Celebrity brands get attention—and that can cut both ways. Consumers may be skeptical about the brands, especially if the stars behind them are controversial or polarizing. Kardashian has millions of followers—but also millions of detractors. Sometimes it seems that people enjoy nothing more than tearing down a celebrity—and if that celebrity has launched a brand, it may get caught in the crossfire.

An example is Gwyneth Paltrow’s Goop lifestyle brand, which has been a financial success by any measure: It has raised $70 million in venture funding, and in 2020 it was valued at $250 million. At the same time, Paltrow is often ridiculed for promoting what many see as “health quackery”—unproved alternative health practices, energy healing, and other scientifically questionable wellness claims. In 2023 she mused publicly about wanting to sell her Goop stake in a few years, and some argue that the company’s valuation would be higher if it had steered away from promoting health and wellness products that invite skepticism.

Similarly, the model Miranda Kerr’s cosmetic company, Kora Organics, was criticized for the quality of its products, which have allegedly caused skin irritation and breakouts. Tom Brady’s apparel brand, Brady, was launched relatively recently. It has been criticized as overpriced and appears to have achieved little traction. Jessica Alba’s the Honest Company has faced multiple complaints and a lawsuit about the quality of the products, the ingredients used, and claims made by the company. (At the same time, the company now trades publicly, with a market cap of more than $270 million in early 2024, and at one point Alba’s personal stake was worth more than $100 million—far more than she could make from acting.)

In addition to ongoing scrutiny, celebrity brands face the risk that the celebrity will be involved in a scandal or a legal or ethical transgression, reflecting poorly on the brand. For example, Kardashian’s ex-husband, the controversial rapper Kanye West (now Ye), who developed the Yeezy clothing and sneakers line for Adidas and was an influencer for many other brands, saw most of his deals disappear after he made a series of racist and anti-Semitic remarks.

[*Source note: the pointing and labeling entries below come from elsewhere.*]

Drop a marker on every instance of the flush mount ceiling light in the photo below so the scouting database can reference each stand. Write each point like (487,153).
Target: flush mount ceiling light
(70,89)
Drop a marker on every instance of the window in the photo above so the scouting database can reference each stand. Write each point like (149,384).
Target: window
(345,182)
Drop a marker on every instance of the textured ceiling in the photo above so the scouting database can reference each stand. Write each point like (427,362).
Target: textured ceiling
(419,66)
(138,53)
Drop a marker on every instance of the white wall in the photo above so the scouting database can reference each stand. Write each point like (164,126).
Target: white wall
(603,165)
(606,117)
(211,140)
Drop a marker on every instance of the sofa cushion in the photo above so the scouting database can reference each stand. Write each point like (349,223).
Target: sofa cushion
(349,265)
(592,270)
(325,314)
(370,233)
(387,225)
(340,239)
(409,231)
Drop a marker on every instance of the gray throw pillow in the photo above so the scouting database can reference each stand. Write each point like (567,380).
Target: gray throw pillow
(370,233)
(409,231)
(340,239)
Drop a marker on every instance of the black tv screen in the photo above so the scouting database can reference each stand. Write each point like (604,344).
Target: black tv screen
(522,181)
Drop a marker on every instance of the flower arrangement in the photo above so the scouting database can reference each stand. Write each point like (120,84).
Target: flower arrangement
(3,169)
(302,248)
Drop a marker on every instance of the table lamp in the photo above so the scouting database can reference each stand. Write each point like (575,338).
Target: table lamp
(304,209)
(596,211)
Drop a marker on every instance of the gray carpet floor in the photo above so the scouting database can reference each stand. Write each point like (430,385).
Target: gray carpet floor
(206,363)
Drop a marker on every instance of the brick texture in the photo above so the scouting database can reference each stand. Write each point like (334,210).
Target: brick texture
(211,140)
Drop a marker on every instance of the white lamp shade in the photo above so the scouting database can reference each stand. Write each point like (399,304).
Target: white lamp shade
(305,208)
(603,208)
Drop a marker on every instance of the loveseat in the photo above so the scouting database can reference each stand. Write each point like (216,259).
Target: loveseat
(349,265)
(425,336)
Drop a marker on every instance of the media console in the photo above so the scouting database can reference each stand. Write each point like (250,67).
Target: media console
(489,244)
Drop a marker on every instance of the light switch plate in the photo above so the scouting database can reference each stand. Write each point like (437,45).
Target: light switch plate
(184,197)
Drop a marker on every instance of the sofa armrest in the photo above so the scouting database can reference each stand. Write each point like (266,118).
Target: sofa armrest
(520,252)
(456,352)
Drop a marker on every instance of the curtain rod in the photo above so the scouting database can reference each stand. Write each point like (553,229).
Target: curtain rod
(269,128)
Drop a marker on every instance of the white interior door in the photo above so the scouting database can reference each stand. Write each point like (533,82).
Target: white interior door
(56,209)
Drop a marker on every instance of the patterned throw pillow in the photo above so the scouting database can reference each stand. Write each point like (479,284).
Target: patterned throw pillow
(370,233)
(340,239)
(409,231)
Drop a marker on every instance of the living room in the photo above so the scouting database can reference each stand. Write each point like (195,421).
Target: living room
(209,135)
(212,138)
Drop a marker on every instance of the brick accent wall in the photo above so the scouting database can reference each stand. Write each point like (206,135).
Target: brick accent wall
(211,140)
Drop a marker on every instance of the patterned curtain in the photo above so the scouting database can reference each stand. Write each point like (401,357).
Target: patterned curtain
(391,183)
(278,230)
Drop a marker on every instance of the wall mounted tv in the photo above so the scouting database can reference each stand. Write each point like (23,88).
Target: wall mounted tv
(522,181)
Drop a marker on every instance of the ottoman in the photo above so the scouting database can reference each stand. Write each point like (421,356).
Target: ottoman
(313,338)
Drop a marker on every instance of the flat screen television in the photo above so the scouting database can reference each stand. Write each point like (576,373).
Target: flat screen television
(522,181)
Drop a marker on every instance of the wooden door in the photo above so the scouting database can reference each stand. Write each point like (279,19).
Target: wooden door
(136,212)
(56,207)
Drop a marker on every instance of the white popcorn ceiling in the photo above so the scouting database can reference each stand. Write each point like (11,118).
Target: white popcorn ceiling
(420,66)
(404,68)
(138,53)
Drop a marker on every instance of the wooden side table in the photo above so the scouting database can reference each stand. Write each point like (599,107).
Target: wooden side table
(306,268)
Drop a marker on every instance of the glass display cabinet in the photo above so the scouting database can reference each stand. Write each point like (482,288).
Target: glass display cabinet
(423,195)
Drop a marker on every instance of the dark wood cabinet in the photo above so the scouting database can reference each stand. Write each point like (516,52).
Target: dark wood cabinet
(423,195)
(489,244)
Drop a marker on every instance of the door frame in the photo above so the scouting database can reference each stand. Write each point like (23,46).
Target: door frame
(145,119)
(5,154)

When a celebrity is merely an endorser of a brand rather than an owner and creator of it, such scandals may be more easily overcome, because the tie between the celebrity and the brand is more easily severed. (For instance, many brands moved away from Tiger Woods after his 2009 car crash and sex scandal but carefully reengaged as the controversy receded.) Consumer research finds that brands that respond quickly by detaching from an influencer after a personal scandal show more-positive share performance than do those that respond slowly or not at all. However, when the brand is owned by and deeply associated with the celebrity, it is harder to mitigate this risk. If a brand has grown and can establish meaning above and beyond the celebrity, managers should consider some distancing from the star to avoid any possible future negative impact.

. . .

It’s clear from these examples that if celebrity brands are to soar in the era of influencer marketing and social media, they need at minimum a deeply engaged following, a genuine fit between the celebrity and the product, a superior product, and a strong two-way engagement with fans and followers. Without those, not all the fame in the world will help a celebrity brand fly.

Editor’s note: Matt Higgins is an investor in companies mentioned in this article, including Momofuku, Skims, and the Outset.